Wetlands is a bare bones approach to Louisiana music, reminiscent of the kind of music a person might hear if stumbling into a club in any small, remote town. That’s a place where musicians who want to play are obliged to use the house equipment. The owner, wary of another expensive visit from the electrician to re-tape fried wiring, is sometimes the tyrant who makes the house rules. And this is the kind of place where the owner’s wife or cousin uses a ballpoint pen to make the hand-lettered menus. Maybe there’s even a bottle of homemade chili water on the bar to douse the grinds. The chairs probably don’t match.

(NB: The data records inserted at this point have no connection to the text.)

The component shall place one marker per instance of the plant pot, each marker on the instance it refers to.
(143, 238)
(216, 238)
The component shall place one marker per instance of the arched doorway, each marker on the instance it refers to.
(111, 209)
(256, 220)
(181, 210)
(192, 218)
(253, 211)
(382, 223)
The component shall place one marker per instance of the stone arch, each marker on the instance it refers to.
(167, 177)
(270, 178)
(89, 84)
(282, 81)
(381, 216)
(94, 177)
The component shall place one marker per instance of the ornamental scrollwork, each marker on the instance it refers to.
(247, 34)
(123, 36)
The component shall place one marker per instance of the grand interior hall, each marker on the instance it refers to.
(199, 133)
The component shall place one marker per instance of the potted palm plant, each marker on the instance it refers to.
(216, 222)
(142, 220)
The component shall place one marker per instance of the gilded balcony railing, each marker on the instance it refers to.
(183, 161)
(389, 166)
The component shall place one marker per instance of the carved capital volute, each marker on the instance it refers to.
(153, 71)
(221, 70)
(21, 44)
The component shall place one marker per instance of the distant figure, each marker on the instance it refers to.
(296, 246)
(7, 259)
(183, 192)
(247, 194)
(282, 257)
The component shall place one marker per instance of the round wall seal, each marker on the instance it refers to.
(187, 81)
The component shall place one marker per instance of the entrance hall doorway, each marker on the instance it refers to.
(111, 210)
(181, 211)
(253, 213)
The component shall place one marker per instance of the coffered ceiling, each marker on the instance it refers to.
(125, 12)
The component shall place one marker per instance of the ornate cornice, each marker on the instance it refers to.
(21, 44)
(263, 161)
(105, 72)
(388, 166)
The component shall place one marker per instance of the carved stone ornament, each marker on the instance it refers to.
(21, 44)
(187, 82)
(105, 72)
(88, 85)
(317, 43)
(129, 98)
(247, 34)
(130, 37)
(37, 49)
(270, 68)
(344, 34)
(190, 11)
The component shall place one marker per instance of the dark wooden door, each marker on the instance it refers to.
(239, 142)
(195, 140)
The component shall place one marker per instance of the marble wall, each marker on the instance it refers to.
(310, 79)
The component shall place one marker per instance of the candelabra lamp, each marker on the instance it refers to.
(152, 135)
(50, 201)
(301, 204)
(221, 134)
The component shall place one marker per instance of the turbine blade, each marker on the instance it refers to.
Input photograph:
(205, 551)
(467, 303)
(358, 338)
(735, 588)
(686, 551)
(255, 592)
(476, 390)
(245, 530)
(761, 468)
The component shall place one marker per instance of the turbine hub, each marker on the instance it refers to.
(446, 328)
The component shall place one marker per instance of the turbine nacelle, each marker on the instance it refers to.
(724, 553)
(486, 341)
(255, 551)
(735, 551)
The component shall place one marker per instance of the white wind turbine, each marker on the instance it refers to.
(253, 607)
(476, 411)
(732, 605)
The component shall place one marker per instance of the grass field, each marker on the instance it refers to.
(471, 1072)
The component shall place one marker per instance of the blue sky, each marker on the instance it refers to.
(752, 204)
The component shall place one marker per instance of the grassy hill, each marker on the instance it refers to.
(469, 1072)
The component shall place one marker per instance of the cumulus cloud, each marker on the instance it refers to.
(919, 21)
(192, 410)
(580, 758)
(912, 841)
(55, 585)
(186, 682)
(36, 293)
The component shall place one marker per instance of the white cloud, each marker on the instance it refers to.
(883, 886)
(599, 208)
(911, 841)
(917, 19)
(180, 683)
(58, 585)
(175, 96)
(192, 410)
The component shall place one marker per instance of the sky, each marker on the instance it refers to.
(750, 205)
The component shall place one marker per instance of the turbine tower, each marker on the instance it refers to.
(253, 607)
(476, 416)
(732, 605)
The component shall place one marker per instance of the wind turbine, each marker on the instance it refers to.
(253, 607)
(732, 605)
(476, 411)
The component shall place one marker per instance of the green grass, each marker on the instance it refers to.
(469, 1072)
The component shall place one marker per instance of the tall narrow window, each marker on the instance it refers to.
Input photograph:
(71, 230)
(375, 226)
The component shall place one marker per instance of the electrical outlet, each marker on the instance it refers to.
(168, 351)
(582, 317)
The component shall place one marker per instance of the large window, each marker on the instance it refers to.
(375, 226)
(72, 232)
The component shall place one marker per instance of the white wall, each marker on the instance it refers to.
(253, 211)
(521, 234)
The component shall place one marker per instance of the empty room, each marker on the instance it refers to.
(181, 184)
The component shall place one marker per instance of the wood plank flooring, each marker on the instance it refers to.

This isn’t music for any but the most accidental sort of tourists, but more like music that residents play to entertain each other, possessing a simple honesty even when playing the house favorites.
So imagine your car broke down while you were making your way through an unfamiliar landscape where your most frequent question is, “What do people do to survive here?” You might appreciate this musical effort a lot more in those circumstances.
There are not a lot of stagey flash guitar pyrotechnics, but there’s some decent playing, and Benoit’s smoky voice can be both soulful and expressive. This is a basic three- (sometimes four-) piece band playing their small-band sound through the different styles of blues Louisiana has made famous. Zydeco is shown through Boozoo Chavis’s “Dog Hill”, which has a complex and dazzling drum lead-in that echoes the brilliant percussive style of the early Meters drummer. This is just the song, now, without the accordian player, and there’s no piano player for Professor Longhair’s “Her Mind Is Gone”. There’s also the New Orleans party classic “I Got Loaded”, which became a local hit for Lil Bob and the Lollipops but without the sing-along Mardi Gras revelers.
A Cajun man himself, raised in a small town in Louisiana, Benoit has every right to interpret the music that made his environment. That he manages to give it the real small-fry flavor shows he’s spent many an honest day in the environments where the popularity for this music first began simmering. This won’t be the record to make him famous, though.
In real performance onstage, Tab Benoit has a reputation for putting on a high-energy show that can knock a bottle of beer straight out of your hand. I wouldn’t discourage anyone from trying to hear him playing live, because live shows are where most good blues is to be found these days.